Ökostromgesetz dringend reparieren, aber nicht um fossile Kraftwerke zu fördern

Laut Regierungsprogramm soll der Anteil der erneuerbaren Stromerzeugung bis 2010 auf 80 %, bis 2020 sogar auf 85 % gehoben werden. "In der Praxis werden diese Zielsetzungen allerdings konterkariert: Die Grünstromförderung wird massiv eingeschränkt und fossile Kraftwerke werden stark subventioniert", wundert sich Fischler. Tatsächlich sinke nämlich der Ökostromanteil kontinuierlich, momentan liegen wir bereits unter 60 %. Wir würden uns den selbst gesteckten Zielen nicht nähern, sondern uns immer weiter entfernen. "Die Ironie ist, dass eines der angesprochenen Gaskraftwerke zu früh in Bau gegangen ist, theoretisch also nicht in das Ökostromförderregime fallen würde", erläutert Fischler. "Deshalb wird das Gesetz jetzt noch einmal aufgemacht, um diesen formalen Fehler zu korrigieren - das ist eine Verhöhnung aller österreichischen und europäischen Klimaschutzstrategien". Eine Reparatur des Gesetzes sei aber dringend notwendig, hin zu langfristigen, stabilen Rahmenbedingungen, die Investoren und Planern Sicherheit bieten. Die Förderung fossiler Kraft-Wärme-Kopplungsanlagen dürfe nicht Inhalt eines Öko(!)stromgesetzes sein.

Energieeffizienz darf nicht zum Modewort verkommen

Darüber hinaus wird bei allen Energiedebatten viel zu wenig gesehen, dass das größte Potenzial zur Energiegewinnung im Energiesparen liegt. "Das Schlagwort Energieeffizienz ist in aller Munde, was sich dahinter verbirgt, muss uns erst erklärt werden", fordert der Präsident weiter. "Wir brauchen ein klares Maßnahmenpaket, um den Energieverbrauch zu senken, der ist der größte Klimafeind.

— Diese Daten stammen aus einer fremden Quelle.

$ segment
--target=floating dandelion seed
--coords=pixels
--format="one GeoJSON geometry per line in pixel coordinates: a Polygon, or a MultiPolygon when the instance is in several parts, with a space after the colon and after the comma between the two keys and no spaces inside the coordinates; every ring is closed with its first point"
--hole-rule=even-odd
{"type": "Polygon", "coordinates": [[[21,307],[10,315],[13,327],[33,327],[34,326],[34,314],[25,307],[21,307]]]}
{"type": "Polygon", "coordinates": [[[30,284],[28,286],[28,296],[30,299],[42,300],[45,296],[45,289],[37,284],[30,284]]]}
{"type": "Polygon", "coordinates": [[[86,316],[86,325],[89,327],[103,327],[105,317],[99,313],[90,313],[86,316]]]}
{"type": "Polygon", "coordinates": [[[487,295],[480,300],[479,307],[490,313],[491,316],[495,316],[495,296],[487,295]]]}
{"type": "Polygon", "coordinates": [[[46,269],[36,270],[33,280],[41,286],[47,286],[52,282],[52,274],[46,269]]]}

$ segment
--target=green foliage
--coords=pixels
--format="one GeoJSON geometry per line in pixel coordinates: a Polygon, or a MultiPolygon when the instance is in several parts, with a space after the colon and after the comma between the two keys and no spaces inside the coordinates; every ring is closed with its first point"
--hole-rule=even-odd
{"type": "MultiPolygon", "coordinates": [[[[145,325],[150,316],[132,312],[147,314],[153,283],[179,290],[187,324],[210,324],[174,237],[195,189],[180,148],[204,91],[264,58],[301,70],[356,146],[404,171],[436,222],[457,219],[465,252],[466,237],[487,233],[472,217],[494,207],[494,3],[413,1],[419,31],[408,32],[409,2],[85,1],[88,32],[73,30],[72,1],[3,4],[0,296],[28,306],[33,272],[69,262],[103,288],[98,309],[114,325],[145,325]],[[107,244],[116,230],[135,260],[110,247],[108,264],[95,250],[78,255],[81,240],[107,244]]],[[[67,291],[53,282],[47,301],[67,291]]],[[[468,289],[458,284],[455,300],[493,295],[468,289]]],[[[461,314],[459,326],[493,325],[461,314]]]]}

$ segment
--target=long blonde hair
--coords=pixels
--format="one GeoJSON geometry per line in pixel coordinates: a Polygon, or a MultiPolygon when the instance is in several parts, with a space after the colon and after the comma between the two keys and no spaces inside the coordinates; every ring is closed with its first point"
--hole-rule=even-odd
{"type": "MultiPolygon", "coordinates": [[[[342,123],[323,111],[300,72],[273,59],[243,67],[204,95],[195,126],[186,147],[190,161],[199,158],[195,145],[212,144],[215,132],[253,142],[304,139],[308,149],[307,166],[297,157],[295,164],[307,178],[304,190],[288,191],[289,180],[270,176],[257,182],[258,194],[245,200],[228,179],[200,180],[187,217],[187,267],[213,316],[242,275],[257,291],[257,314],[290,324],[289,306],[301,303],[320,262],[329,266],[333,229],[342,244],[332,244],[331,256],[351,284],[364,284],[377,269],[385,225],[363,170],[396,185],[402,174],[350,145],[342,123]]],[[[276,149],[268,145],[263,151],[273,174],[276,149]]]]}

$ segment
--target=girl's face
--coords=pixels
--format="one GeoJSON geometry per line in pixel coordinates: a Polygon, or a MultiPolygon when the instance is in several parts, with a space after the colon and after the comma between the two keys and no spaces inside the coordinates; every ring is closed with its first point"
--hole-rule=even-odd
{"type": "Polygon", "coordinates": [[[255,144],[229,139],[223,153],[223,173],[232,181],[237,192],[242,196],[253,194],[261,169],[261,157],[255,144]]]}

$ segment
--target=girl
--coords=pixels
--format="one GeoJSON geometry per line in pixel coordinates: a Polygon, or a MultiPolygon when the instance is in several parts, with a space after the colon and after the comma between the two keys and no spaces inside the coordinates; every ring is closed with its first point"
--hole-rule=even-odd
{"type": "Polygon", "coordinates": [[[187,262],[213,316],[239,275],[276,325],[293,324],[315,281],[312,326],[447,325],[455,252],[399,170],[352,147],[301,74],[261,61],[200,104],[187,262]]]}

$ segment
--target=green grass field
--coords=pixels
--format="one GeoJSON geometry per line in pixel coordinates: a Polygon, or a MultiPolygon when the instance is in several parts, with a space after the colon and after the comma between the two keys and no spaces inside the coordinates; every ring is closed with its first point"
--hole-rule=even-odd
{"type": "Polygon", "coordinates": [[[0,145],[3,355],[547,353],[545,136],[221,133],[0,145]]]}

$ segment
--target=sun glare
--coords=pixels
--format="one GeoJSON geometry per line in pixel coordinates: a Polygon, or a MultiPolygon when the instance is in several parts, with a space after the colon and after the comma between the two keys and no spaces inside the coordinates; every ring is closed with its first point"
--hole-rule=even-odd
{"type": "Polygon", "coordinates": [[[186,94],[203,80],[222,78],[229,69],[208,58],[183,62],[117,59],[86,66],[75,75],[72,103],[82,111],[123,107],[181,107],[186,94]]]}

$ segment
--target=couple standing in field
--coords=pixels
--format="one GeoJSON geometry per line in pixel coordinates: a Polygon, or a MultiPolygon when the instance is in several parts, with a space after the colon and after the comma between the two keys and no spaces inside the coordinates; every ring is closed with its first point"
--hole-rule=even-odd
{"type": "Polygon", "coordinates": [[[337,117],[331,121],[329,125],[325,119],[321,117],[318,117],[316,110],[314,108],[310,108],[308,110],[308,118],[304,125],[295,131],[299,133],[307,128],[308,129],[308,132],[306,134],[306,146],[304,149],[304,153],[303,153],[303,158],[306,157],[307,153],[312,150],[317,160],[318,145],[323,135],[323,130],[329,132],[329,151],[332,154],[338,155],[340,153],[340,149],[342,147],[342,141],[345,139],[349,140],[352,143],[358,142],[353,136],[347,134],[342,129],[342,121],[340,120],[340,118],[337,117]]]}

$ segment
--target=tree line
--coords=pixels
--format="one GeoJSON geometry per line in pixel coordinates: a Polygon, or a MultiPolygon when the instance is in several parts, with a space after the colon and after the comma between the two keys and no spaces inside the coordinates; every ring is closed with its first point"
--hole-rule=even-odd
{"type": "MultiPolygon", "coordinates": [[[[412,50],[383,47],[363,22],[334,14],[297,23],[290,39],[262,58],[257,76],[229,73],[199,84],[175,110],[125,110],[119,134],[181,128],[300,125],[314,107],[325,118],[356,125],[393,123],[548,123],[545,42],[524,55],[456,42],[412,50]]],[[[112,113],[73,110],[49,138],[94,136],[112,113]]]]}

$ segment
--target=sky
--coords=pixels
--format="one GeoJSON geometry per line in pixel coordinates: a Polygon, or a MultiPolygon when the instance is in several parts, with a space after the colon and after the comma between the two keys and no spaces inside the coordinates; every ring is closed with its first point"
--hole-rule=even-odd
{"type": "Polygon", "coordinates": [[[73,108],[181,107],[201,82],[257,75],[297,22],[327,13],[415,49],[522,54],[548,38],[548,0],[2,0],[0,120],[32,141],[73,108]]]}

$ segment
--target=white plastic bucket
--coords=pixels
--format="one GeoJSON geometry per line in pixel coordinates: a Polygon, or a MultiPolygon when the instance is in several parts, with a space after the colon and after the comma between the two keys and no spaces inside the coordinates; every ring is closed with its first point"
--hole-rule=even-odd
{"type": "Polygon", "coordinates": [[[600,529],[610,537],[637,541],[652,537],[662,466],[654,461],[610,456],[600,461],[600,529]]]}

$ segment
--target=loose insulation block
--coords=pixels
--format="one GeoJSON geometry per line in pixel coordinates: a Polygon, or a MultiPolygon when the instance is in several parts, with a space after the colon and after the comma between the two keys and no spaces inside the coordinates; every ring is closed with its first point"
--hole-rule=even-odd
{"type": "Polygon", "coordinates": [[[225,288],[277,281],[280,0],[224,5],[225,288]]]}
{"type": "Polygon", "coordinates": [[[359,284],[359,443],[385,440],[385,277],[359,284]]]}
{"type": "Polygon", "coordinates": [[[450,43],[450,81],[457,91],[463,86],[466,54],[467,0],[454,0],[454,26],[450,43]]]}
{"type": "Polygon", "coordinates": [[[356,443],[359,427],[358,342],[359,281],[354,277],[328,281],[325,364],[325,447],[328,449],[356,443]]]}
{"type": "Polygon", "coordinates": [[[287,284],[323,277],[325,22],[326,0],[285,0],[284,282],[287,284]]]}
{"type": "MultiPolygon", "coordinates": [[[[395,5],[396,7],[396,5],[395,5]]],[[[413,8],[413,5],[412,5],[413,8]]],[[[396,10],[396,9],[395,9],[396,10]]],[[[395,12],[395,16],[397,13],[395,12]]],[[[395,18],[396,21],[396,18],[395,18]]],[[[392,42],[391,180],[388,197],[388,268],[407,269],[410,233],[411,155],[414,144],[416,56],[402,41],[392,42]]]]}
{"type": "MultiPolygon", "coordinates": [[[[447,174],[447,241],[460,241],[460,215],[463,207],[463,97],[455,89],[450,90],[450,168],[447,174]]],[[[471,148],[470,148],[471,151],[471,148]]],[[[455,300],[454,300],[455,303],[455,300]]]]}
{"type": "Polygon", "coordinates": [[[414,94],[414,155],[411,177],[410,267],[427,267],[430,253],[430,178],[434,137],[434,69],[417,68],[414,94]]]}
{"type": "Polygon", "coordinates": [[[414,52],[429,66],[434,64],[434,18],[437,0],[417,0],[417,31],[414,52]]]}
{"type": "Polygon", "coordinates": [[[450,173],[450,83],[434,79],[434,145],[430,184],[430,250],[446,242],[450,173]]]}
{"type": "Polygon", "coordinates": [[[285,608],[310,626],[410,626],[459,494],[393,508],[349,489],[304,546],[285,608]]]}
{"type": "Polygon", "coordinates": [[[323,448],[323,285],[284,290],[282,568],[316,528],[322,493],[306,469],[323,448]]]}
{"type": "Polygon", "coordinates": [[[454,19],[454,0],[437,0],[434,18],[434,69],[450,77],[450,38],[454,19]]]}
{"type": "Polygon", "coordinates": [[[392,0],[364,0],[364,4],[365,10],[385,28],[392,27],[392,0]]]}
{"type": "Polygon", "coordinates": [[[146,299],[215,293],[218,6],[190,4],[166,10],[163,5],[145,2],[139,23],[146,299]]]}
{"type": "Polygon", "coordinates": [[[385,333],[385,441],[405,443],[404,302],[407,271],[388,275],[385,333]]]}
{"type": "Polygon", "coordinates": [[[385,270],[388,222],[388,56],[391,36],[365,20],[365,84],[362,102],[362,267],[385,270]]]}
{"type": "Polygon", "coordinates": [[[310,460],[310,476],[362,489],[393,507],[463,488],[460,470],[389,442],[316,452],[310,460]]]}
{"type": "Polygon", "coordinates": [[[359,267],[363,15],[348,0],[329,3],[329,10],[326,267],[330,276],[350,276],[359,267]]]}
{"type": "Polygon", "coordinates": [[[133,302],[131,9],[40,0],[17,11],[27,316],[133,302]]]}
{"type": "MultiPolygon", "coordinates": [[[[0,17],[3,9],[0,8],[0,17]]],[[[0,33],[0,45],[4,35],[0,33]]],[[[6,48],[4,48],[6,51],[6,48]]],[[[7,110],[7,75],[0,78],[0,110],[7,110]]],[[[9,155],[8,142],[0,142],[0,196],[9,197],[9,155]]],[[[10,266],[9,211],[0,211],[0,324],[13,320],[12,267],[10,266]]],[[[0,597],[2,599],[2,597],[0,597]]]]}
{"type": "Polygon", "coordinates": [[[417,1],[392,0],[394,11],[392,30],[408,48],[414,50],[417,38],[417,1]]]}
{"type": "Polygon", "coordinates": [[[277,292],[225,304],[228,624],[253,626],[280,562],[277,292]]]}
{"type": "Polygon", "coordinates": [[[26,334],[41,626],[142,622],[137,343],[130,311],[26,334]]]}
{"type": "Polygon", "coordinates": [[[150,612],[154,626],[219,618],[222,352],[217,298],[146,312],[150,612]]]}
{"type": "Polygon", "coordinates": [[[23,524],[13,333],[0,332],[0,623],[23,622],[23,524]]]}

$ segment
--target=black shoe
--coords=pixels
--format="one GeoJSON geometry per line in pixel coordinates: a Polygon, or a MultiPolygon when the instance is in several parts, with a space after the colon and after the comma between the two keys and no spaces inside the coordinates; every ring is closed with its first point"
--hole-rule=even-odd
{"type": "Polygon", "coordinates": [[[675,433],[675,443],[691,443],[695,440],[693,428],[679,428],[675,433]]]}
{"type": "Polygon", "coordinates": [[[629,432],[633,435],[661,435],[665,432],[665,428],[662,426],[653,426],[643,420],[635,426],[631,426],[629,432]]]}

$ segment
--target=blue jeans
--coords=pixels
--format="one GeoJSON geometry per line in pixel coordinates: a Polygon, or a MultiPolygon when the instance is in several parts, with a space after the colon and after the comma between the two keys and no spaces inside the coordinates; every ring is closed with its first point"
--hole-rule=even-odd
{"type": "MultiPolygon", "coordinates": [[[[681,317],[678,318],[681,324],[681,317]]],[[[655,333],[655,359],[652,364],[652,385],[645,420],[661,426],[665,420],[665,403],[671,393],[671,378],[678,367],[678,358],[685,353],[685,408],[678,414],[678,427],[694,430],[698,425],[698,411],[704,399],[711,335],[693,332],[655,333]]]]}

Folgende Prinzipien müssen dabei gelten:

  • Im Bereich Wärme: Zuerst müssen die Wärmeverluste minimiert werden, es dürfen nur mehr Gebäude mit Niedrig- bzw. Passivhaustechnologie zugelassen werden. Dann muss alles daran gesetzt werden, Öl- und Gasheizungen durch moderne solare und biogene Heizsysteme zu ersetzen oder an eine Fernwärme- versorgung anzuschließen.
  • Im Bereich Strom: Keine Stromproduktion mehr ohne Nutzung der Abwärme, dass bedeutet auch, dass die Standortwahl entscheidend ist: Kraftwerke dürfen nur mehr dort gebaut werden, wo eine Abwärmenutzung möglich ist.
  • Im Bereich Treibstoff: Es muss zu einer Reduktion unnötiger Fahrten und zu einer massiven Änderung im Fahrverhalten kommen. Das bedeutet eine Umorientierung der Kfz-Steuer, die in Zukunft nicht von der Motorleistung sondern vom Verbrauch und dem CO2- Ausstoß abhängig sein sollte. Die stärkere Besteuerung von Energie und im Gegenzug die Entlastung des Faktors Arbeit muss zentrales Element einer aufkommensneutralen ökosozialen Steuerreform sein - hin zu weniger Verbrauch und weniger fossilen Energieträgern.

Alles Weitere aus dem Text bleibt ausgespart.